Ein Kristallisationspunkt künstlerischen Interesses bildet von Anbeginn das Verhältnis von Figur und Grund. Welche Entsprechungen und welche Gegensätze bestehen zwischen einer Person und ihrer Umgebung im Bild? Körperraum steht gegen Freiraum. Körperliche Konzentration steht gegen landschaftliche Weite und Ausführlichkeit. Die Landschaft im engeren und im weiteren Sinne ist von nun an Hauptthema für Tina Juretzek. Ob es Bilder von städtischen Plätzen, Nahansichten von Pflanzen oder Ölbilder mit einem stark ausgeprägtem Zeichenduktus, der den Bildraum zu verstellen scheint, sind, alle diese Bildfindungen sind aus der Suche nach einer anderen, eigenständigen Bildhierarchie entstanden. Das, was Tina Juretzek als formale Entsprechung ihres Weltgefühls findet, ist die Verwendung der Collage in ihren Arbeiten. Oben und Unten im Bild bleiben dabei erhalten, die figurative Darstellung wird nicht ausgeschlossen, eingeführt werden dafür zeitliche Brüche im Bild. Wie Reflexe auf eine andere Wirklichkeit sind zerschnittene Zeichnungen zunächst scharfkantig, später teilweise übermalt, in die Gemälde eingeklebt.

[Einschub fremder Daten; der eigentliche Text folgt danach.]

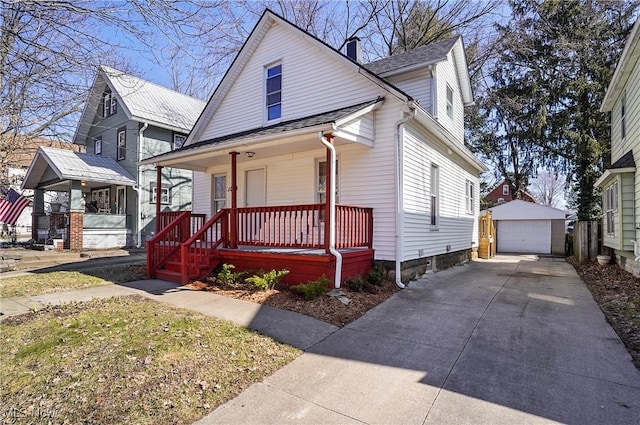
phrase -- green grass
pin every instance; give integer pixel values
(50, 282)
(128, 360)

So wie Tina Juretzek diese Zeichnungen als präzise Inhaltsdefinitionen in Ergänzung zu den emotionalen Werten der farbigen Malerei einsetzt, weitet sie den künstlerischen Schaffensprozess zeitlich aus. Sie bezieht etwas in ihren Gestaltungsprozess mit ein, was in der Entstehung schon eine Weile zurückliegt und in keiner Weise für die dann ausgewählte Stelle im Bild hergestellt sein kann. Diese Technik spiegelt den Anspruch der Künstlerin wider, Gestaltungen nicht nur aus dem Moment und dem Bauch heraus zu vollbringen, sondern eine über den Schaffungsprozess hinausgehende Ganzheit zu erreichen. So entsteht eine spezielle Art von geistigem Klang, der den Malereicollagen anhaftet, und der den Zusammenhalt ihrer Bildwelt begleitet.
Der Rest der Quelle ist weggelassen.